How is Syphilis Caused?

Syphilis is a sexually transmitted infection (STI) caused by the bacterium Treponema pallidum. It can be transmitted through sexual contact with an infected person and can also be passed from mother to child during pregnancy or childbirth. Here’s how syphilis is caused and transmitted:

  • Sexual Transmission: Syphilis is most commonly spread through sexual activity, including vaginal, anal, or oral sex, with someone who has an active syphilis infection. The infection can be transmitted through direct contact with syphilis sores or rashes on the genitals, anus, mouth, or lips. Even when symptoms are not present, the infection can still be transmitted if the person is in the early stages of syphilis.
  • Mother-to-Child Transmission: Pregnant women with syphilis can transmit the infection to their unborn baby during pregnancy, which is known as congenital syphilis. This transmission can result in serious health problems or even death for the infant. Screening and treatment of pregnant women for syphilis are essential to prevent congenital syphilis.
  • Blood Transmission (Rare): While rare, syphilis can also be transmitted through blood transfusions or by sharing needles or syringes contaminated with the blood of an infected person. This is more common in areas with a high prevalence of syphilis and in individuals who engage in high-risk behaviors, such as injecting drugs.

Syphilis has several stages, including primary, secondary, latent, and tertiary stages. Symptoms can vary depending on the stage of the infection:

  • Primary Syphilis: The first symptom is usually a painless sore or ulcer called a chancre that appears at the site of infection (e.g., genitals, mouth, anus). The sore can go unnoticed, but it is highly infectious. It typically heals within a few weeks, even without treatment.
  • Secondary Syphilis: If left untreated, the infection progresses to the secondary stage, which can include a variety of symptoms such as skin rashes, mucous membrane lesions, fever, fatigue, and swollen lymph nodes. These symptoms may come and go over several months.
  • Latent Syphilis: After the secondary stage, syphilis can enter a latent stage where there are no apparent symptoms, but the bacterium remains in the body. Latent syphilis can last for years.
  • Tertiary Syphilis: In some cases, untreated syphilis can progress to the tertiary stage, which can involve severe damage to various organs, including the heart, brain, nerves, eyes, and blood vessels.
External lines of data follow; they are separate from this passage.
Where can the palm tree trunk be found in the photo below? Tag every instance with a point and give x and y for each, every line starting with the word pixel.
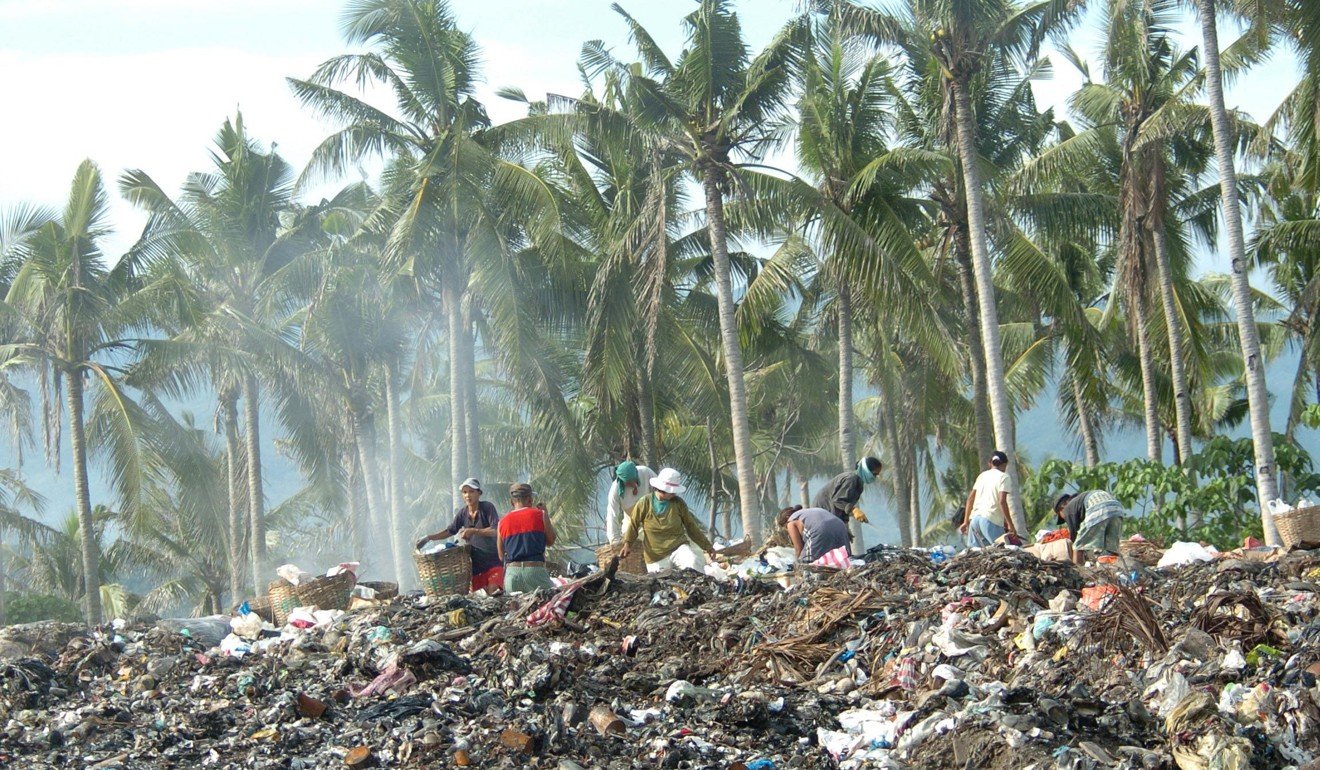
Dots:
pixel 747 497
pixel 471 419
pixel 714 473
pixel 1176 344
pixel 82 498
pixel 396 485
pixel 366 443
pixel 256 501
pixel 915 498
pixel 980 404
pixel 457 408
pixel 647 410
pixel 232 473
pixel 898 473
pixel 1258 398
pixel 1154 440
pixel 1088 431
pixel 846 437
pixel 997 390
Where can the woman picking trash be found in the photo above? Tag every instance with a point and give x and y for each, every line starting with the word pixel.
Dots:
pixel 475 521
pixel 664 523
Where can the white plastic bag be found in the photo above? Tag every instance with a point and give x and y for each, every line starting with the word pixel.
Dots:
pixel 1182 552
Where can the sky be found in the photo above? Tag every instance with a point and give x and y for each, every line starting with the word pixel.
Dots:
pixel 145 83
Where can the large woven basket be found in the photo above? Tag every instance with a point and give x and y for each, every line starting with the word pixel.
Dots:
pixel 634 564
pixel 445 572
pixel 739 550
pixel 1299 528
pixel 1143 551
pixel 262 606
pixel 326 593
pixel 384 589
pixel 284 597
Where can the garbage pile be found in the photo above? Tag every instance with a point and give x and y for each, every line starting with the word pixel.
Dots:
pixel 914 659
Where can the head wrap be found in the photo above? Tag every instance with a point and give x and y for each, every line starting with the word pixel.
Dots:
pixel 625 473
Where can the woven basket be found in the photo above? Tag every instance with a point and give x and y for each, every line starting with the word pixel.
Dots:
pixel 326 593
pixel 445 572
pixel 634 564
pixel 741 550
pixel 384 591
pixel 262 608
pixel 1143 551
pixel 284 597
pixel 1299 528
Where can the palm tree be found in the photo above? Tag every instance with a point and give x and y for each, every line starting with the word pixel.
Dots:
pixel 66 313
pixel 222 245
pixel 962 38
pixel 430 68
pixel 712 105
pixel 1258 396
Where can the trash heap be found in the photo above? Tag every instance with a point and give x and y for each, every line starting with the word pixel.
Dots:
pixel 985 659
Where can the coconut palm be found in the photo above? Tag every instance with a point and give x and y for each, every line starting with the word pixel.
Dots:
pixel 222 245
pixel 67 316
pixel 962 38
pixel 712 105
pixel 1258 396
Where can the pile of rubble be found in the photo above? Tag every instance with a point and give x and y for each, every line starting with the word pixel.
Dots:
pixel 988 659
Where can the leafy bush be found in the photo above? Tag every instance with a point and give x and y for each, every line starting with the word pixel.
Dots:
pixel 29 608
pixel 1211 497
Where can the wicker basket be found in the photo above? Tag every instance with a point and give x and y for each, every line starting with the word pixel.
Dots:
pixel 634 564
pixel 384 591
pixel 1143 551
pixel 739 550
pixel 1299 528
pixel 445 572
pixel 326 593
pixel 284 597
pixel 260 605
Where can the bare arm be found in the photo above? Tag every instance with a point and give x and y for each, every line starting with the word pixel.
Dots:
pixel 795 534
Tertiary syphilis can be life-threatening and cause serious complications.

Syphilis can be effectively treated with antibiotics, particularly penicillin, at any stage of the infection. Early diagnosis and treatment are crucial to prevent the progression of the disease and its complications. Regular STI testing and safe sexual practices, such as using condoms, are important for preventing syphilis and other STIs. Pregnant women should be screened for syphilis to prevent congenital transmission to their infants.